1-D (I think) Speed to distance problem

[magnanimousto]

Homework Statement

A runner exerts a constant force to accelerate from rest to 2.0 m/s over a distance of 12 m.
Assuming the runner can keep up the same force, what total distance would be needed to ac-
celerate up from rest to 3.0 m/s?

Homework Equations

none given.

The Attempt at a Solution

The answer to the problem is 27. After quite some time spent thinking I tried solving first part for time using x= 1/2 vt and then plugging it into 2nd part. but that gives time as 12 and 2nd x as 18 so wrong. Dunno how to solve it

 

[SammyS]

Homework Statement

A runner exerts a constant force to accelerate from rest to 2.0 m/s over a distance of 12 m.
Assuming the runner can keep up the same force, what total distance would be needed to ac-
celerate up from rest to 3.0 m/s?

Homework Equations

none given.

The Attempt at a Solution

The answer to the problem is 27. After quite some time spent thinking I tried solving first part for time using x= 1/2 vt and then plugging it into 2nd part. but that gives time as 12 and 2nd x as 18 so wrong. Dunno how to solve it

Hello magnanimousto. Welcome to PF!

What kinematic equations do you know?

Alternatively, do you know the Work-Energy Theorem ?

 

[jackarms]

This is a constant acceleration problem, so you can use the basic kinematic equations for that case. Try solving for the acceleration first, and using that value for the next part.

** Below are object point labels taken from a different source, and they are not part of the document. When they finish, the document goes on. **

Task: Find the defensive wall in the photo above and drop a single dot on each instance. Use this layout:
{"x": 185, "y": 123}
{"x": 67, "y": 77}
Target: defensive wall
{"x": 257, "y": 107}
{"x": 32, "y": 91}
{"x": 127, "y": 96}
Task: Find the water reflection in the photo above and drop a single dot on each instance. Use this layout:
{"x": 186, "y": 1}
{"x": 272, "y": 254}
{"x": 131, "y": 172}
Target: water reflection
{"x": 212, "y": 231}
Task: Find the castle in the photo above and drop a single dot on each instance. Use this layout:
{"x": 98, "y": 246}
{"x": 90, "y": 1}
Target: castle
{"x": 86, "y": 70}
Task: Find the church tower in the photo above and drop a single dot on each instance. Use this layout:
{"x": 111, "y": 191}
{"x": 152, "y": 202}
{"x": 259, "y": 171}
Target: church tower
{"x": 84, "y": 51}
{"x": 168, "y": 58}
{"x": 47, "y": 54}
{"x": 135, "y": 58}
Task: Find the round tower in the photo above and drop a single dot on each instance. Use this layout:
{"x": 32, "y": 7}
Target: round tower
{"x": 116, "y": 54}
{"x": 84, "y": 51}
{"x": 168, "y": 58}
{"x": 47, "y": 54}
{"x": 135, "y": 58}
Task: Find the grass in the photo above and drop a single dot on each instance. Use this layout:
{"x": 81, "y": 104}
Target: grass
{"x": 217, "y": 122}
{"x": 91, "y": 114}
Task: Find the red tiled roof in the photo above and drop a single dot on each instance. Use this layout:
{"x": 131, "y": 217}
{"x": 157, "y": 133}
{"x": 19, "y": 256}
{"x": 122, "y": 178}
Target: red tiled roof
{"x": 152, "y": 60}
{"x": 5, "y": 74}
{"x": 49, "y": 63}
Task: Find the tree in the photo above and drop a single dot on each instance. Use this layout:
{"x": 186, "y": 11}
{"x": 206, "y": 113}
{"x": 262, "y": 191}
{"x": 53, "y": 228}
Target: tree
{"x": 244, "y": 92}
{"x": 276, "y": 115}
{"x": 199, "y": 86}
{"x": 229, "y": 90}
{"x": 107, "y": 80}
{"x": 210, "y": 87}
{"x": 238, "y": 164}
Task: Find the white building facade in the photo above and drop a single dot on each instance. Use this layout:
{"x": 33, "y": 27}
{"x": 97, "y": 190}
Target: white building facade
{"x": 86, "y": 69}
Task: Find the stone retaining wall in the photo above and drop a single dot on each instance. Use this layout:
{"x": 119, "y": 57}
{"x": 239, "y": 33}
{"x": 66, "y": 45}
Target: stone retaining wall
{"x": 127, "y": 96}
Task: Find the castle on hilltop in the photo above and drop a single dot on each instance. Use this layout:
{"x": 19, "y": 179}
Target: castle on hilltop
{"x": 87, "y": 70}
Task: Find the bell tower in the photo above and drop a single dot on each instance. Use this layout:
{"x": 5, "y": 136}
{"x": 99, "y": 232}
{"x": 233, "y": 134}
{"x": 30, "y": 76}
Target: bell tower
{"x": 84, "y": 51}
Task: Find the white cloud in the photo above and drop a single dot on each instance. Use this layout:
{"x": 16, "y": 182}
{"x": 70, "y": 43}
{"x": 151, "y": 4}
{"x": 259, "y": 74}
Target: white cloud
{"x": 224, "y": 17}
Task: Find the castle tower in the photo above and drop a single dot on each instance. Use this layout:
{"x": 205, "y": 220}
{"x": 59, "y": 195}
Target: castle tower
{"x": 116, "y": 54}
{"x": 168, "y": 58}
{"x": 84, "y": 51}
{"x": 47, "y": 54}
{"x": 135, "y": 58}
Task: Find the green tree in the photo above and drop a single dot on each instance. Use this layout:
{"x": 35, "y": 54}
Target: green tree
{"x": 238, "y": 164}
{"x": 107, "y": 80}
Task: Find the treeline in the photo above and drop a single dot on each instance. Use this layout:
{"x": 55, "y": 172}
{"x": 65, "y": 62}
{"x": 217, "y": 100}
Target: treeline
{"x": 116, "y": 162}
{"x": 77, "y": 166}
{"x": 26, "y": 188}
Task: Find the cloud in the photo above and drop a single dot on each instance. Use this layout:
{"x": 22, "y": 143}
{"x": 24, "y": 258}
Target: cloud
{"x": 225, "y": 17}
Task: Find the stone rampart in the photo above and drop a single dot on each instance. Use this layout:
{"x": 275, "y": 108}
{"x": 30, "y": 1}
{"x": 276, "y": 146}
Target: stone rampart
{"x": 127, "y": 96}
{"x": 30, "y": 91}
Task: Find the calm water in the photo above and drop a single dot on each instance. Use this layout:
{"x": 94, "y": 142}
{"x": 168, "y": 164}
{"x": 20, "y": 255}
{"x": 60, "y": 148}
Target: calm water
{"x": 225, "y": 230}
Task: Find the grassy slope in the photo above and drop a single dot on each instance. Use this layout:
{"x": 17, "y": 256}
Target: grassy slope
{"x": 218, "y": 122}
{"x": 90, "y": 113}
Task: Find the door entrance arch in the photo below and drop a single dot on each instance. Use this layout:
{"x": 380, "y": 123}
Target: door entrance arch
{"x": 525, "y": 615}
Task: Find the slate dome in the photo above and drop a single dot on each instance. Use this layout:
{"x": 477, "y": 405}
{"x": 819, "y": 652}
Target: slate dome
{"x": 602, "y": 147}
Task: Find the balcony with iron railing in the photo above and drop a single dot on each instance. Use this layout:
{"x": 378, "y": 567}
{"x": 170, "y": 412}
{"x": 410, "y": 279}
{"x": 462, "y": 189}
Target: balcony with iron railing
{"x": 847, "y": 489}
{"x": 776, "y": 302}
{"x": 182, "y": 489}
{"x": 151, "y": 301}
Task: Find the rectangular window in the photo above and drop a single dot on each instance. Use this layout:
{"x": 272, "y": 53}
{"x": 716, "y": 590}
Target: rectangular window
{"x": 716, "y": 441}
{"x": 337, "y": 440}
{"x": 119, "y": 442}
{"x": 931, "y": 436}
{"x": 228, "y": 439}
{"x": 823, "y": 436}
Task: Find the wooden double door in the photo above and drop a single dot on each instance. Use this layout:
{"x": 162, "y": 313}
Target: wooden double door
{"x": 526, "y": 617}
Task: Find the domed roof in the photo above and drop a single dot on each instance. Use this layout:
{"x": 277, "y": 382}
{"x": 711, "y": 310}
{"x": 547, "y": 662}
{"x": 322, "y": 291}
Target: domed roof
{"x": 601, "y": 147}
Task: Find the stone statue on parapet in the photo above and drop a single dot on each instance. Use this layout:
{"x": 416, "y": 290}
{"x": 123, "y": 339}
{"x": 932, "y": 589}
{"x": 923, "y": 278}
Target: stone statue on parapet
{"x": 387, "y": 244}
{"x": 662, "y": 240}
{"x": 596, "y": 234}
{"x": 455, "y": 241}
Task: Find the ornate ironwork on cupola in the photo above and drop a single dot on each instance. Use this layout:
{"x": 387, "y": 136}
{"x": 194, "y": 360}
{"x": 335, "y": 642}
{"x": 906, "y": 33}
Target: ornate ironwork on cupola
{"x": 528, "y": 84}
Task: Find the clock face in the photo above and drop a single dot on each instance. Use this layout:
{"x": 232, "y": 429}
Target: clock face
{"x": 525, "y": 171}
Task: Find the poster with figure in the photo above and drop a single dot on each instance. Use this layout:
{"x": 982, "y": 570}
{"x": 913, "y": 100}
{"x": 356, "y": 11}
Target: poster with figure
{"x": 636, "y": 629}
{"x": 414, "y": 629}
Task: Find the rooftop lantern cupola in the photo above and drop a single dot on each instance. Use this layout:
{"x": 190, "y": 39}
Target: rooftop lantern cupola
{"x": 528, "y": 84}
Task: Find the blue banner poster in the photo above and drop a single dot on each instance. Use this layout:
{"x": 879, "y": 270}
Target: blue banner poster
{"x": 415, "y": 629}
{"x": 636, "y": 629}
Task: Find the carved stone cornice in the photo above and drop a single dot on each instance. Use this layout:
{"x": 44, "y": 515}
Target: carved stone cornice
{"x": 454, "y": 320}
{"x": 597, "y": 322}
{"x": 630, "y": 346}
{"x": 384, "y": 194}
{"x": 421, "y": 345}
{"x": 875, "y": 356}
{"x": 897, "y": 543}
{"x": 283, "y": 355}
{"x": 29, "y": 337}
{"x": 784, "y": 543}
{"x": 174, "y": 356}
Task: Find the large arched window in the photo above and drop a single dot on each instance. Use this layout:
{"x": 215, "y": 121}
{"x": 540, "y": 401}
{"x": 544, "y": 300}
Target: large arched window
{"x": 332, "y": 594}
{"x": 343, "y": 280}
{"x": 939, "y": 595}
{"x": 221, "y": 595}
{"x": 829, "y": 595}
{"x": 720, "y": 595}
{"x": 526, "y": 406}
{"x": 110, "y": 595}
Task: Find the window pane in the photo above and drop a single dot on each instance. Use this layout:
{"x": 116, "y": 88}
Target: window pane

If you don't know those equations, here's the one you should probably use -- they're very helpful to memorize though.
[itex]v_{f}^{2}= v_{i}^{2} + 2aΔd[/itex]

 

[magnanimousto]

Thanks jackarms & SammyS.I do know kinematics equations, for some reason it never occurred to me that since the force is the same in both so must be the acceleration

 

[HalfLostAndSearching]

.

I would approach this problem by using the equations of motion, specifically the equation v^2 = u^2 + 2as. In this problem, u (initial velocity) is 0 m/s, v (final velocity) is 2.0 m/s, and a (acceleration) is unknown. We can rearrange the equation to solve for a: a = (v^2 - u^2)/2s. Plugging in the values, we get a = (2.0^2 - 0)/2(12) = 0.1667 m/s^2.

Now, we can use this acceleration value to solve for the total distance needed to accelerate to 3.0 m/s. Again, using the same equation, we have v^2 = u^2 + 2as, but this time v is 3.0 m/s and u is still 0 m/s. Plugging in a = 0.1667 m/s^2, we get s = (3.0^2 - 0)/2(0.1667) = 27 m. This is the total distance needed to accelerate from rest to 3.0 m/s.

In summary, the key to solving this problem is to use the equations of motion and to carefully consider the given information. By finding the acceleration in the first part of the problem, we can use it to solve for the total distance in the second part. It is important to carefully label and organize the given values in order to apply the equations correctly.